TALLAHASSEE, Fla. (WFLA) – The first hearing in a federal case challenging the law that requires felons to pay all fines, fees and restitution before being eligible to vote has been set for October.
The decision that comes out of that hearing could have a major impact on who is eligible to vote in the 2020 presidential election.
1.4 million felons were initially expected to have their voting rights restored under Amendment 4, but those hopes were diminished when the legislature passed the law tying financial obligations to restoration.
Lawsuits were filed almost immediately.
“Let’s just hope all of that is expedited so people have some clear direction before the 2020 election,” said clemency attorney Reggie Garcia.

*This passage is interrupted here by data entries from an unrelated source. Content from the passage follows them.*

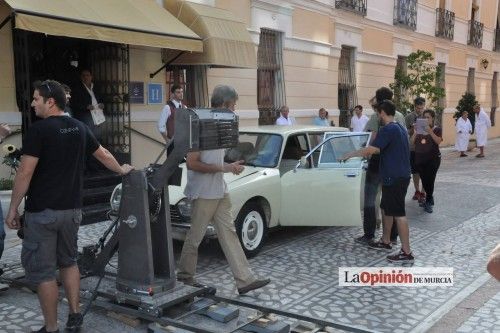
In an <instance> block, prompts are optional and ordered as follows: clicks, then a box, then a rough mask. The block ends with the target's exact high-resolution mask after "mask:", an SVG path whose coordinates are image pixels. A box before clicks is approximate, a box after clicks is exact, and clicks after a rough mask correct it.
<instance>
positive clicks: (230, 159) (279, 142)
mask: <svg viewBox="0 0 500 333" xmlns="http://www.w3.org/2000/svg"><path fill="white" fill-rule="evenodd" d="M282 142H283V138H282V137H281V135H277V134H268V133H240V137H239V143H238V145H237V146H236V147H234V148H229V149H227V150H226V156H225V158H224V160H225V161H226V162H227V163H232V162H235V161H240V160H243V161H245V165H250V166H256V167H265V168H274V167H276V166H277V165H278V159H279V156H280V152H281V144H282Z"/></svg>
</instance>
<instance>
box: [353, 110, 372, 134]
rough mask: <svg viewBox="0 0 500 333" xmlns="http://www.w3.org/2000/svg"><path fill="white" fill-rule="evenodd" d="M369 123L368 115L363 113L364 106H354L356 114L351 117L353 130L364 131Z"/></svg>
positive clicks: (358, 131) (356, 131)
mask: <svg viewBox="0 0 500 333" xmlns="http://www.w3.org/2000/svg"><path fill="white" fill-rule="evenodd" d="M367 123H368V117H367V116H366V115H364V114H363V107H362V106H361V105H356V107H354V114H353V115H352V118H351V126H350V129H351V131H352V132H363V130H364V129H365V126H366V124H367Z"/></svg>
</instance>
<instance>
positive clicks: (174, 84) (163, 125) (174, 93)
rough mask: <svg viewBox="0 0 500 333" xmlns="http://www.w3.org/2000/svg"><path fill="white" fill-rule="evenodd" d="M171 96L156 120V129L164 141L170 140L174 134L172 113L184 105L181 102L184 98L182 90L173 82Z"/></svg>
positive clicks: (173, 114) (181, 101) (170, 139)
mask: <svg viewBox="0 0 500 333" xmlns="http://www.w3.org/2000/svg"><path fill="white" fill-rule="evenodd" d="M170 93H171V98H170V100H169V101H168V102H167V104H166V105H165V106H164V107H163V110H162V111H161V115H160V119H159V120H158V131H160V134H161V136H163V138H164V139H165V141H167V142H168V141H170V140H171V139H172V137H173V136H174V122H173V115H174V113H175V111H174V110H175V109H181V108H184V107H185V106H184V105H183V104H182V99H183V98H184V90H183V89H182V87H181V86H180V85H178V84H174V85H173V86H172V88H170Z"/></svg>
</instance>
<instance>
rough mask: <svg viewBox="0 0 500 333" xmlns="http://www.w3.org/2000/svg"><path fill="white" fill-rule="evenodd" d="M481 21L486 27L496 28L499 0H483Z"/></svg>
mask: <svg viewBox="0 0 500 333" xmlns="http://www.w3.org/2000/svg"><path fill="white" fill-rule="evenodd" d="M479 12H480V17H481V19H480V21H481V22H482V23H483V24H484V27H485V28H488V29H495V28H496V27H497V16H496V12H497V0H482V1H481V7H479Z"/></svg>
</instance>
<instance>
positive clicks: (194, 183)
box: [184, 149, 227, 200]
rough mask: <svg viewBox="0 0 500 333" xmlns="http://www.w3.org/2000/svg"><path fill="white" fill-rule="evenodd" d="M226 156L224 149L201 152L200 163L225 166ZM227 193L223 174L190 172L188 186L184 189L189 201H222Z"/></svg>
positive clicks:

A federal judge will consider two key issues in the case in a hearing set for October 7.
First, if the financial requirements should be temporarily blocked while the case makes its way through the courts as requested by the plaintiffs.
Second, possibly dismissing the case altogether, which was requested by the governor and secretary of state, who have argued the issue should be decided by the state supreme court.
Despite roughly 400,000 felons voting rights hanging in the balance of the case, political analysts are split on whether a decision would impact the 2020 election.
“It would certainly have an impact,” said GOP strategist Mac Stipanovich.
Stipanovich said Florida’s tight elections can be easily swung one way or another.
“Statewide elections whether for Governor or for President are decided by tens of thousands of votes not hundreds of thousands of votes,” Stipanovich said.
Democratic strategist Steve Schale said he believes partisan concerns are overblown.
“When you look at the demographics of people who fall into this universe of people they’re as diverse ideologically, racially, gender-wise as Florida is,” said Schale. “So I think some of the politics of who this benefits has been overplayed. I’m not sure that there’s a real 2020 impact politically.”
Depending on the outcome of October’s hearing an official trial could come as early as Spring of 2020.
Whichever side loses will likely appeal, pushing a final resolution even closer to the general election.
In the meantime, the governor has asked the Florida Supreme Court to determine if fines, fees and restitution are required by the amendment approved by 64 percent of voters.